Pope Francis says gay people should not be marginalised but integrated into society, although the Catholic church still considers homosexual acts sinful.
In a broad-ranging 80-minute conversation with journalists on the plane bringing him back from a week-long visit to Brazil, Francis also said the Roman Catholic church’s ban on women priests was definitive, although he would like them to have more leadership roles in administration and pastoral activities.
He expressed pain over scandals at the Vatican bank during a remarkably forthright news conference, his first since being elected in March to replace Benedict XVI, who became the first pontiff to resign in 600 years.
Francis said there were saints in the Holy See but also “those who are not very saintly”.
The airborne encounter with journalists ranged over issues as varied as the Pope’s insistence on low-key security to his desire to slip out of the shackles of the Vatican to go for walks.
He arrived back in Rome on Monday after a triumphant week-long tour of Brazil which climaxed with a huge gathering on Rio de Janeiro’s famed Copacabana beach for a world Catholic youth festival, which organisers estimated to have attracted more than three million people.
Francis defended gays from discrimination but also referred to the Catholic church’s universal catechism, which says that while homosexual orientation is not sinful homosexual acts are.
“If a person is gay and seeks God and has good will, who am I to judge him?” the Pope said.
“The catechism of the Catholic church explains this very well.
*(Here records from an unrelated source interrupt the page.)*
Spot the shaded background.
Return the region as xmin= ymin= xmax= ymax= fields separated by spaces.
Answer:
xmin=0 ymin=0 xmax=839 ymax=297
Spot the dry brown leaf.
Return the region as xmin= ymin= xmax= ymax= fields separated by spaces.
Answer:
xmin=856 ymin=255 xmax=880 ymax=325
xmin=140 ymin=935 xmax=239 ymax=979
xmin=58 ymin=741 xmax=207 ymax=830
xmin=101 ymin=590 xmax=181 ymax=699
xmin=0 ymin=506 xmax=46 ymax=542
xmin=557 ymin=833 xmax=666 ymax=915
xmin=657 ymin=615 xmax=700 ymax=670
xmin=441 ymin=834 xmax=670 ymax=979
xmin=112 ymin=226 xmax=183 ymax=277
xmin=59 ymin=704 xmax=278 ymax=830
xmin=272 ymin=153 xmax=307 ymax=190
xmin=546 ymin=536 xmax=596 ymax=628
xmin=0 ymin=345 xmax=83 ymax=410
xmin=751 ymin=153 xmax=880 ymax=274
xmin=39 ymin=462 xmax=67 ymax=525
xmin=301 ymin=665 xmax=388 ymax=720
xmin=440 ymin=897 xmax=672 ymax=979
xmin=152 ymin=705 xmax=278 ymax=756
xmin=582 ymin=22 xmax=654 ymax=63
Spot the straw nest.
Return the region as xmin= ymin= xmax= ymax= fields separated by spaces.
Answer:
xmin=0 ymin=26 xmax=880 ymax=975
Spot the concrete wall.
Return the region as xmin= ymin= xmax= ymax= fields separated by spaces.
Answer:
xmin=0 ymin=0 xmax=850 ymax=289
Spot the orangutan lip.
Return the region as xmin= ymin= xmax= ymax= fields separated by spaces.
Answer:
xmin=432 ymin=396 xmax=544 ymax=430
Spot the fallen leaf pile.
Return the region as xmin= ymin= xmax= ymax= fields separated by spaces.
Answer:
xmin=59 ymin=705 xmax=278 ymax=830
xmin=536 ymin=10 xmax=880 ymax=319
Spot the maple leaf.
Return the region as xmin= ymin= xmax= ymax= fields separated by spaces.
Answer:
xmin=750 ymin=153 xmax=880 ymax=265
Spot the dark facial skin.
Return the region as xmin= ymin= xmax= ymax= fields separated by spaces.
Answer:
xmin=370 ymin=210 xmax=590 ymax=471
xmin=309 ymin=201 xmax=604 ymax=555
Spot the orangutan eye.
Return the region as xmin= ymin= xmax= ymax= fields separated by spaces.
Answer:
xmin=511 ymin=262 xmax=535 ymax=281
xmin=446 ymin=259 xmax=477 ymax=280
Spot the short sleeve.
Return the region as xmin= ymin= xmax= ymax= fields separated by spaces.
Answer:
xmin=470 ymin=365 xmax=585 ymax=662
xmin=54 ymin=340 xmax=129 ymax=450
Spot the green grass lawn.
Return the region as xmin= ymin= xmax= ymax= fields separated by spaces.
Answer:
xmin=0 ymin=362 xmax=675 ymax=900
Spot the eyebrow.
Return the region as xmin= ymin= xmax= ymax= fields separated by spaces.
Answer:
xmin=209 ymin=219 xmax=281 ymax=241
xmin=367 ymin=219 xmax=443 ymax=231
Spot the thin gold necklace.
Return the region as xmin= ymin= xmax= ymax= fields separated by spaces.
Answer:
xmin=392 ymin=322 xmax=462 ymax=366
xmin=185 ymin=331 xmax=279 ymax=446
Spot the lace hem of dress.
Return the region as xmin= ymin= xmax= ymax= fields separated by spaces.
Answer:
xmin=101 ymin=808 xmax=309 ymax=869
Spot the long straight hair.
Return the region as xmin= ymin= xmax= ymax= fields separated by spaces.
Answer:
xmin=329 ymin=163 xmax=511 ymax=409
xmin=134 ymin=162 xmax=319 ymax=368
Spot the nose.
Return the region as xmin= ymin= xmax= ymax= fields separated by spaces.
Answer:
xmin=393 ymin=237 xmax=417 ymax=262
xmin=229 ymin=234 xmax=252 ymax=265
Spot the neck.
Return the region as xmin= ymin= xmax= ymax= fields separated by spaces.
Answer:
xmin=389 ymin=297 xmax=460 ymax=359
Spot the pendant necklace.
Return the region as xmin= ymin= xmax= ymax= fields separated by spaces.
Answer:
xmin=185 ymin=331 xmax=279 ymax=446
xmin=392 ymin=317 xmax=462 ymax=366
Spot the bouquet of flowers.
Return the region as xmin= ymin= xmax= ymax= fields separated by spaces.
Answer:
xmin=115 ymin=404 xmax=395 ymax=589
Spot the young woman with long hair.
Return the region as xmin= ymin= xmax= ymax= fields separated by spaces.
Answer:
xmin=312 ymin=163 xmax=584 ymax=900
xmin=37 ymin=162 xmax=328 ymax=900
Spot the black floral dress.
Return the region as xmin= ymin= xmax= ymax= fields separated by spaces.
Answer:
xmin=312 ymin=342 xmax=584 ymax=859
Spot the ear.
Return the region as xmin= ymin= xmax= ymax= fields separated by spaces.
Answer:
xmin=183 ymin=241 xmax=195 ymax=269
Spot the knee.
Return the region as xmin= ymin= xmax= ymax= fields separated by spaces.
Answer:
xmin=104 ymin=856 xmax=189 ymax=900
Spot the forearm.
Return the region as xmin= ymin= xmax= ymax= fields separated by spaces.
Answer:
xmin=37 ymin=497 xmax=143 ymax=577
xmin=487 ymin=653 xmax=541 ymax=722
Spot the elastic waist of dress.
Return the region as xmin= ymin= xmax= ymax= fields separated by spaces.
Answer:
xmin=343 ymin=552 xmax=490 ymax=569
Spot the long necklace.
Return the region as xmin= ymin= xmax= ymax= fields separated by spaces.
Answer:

It says they should not be marginalised because of this (orientation) but that they must be integrated into society,” he said, speaking in Italian.
“The problem is not having this orientation. We must be brothers. The problem is lobbying by this orientation, or lobbies of greedy people, political lobbies, Masonic lobbies, so many lobbies. This is the worse problem,” he said.
Francis was answering a question about reports of a “gay lobby” in the Vatican, after it suffered a string of scandals over pedophile priests and corruption in the administration of the Holy See.
“You see a lot written about the gay lobby. I still have not seen anyone in the Vatican with an identity card saying they are gay,” he joked.
Addressing the issue of women priests, the Pope said, “The church has spoken and says ‘no’ … that door is closed.” It was the first time he had spoken in public on the subject.
“We cannot limit the role of women in the church to altar girls or the president of a charity, there must be more …,” he said in answer to a question.
The church teaches that it cannot ordain women because Jesus willingly chose only men as his apostles. Advocates of a female priesthood say he was acting according to the customs of his times.
Many in the church, even those who oppose a female priesthood, say women should be given leadership roles in the church and the Vatican administration.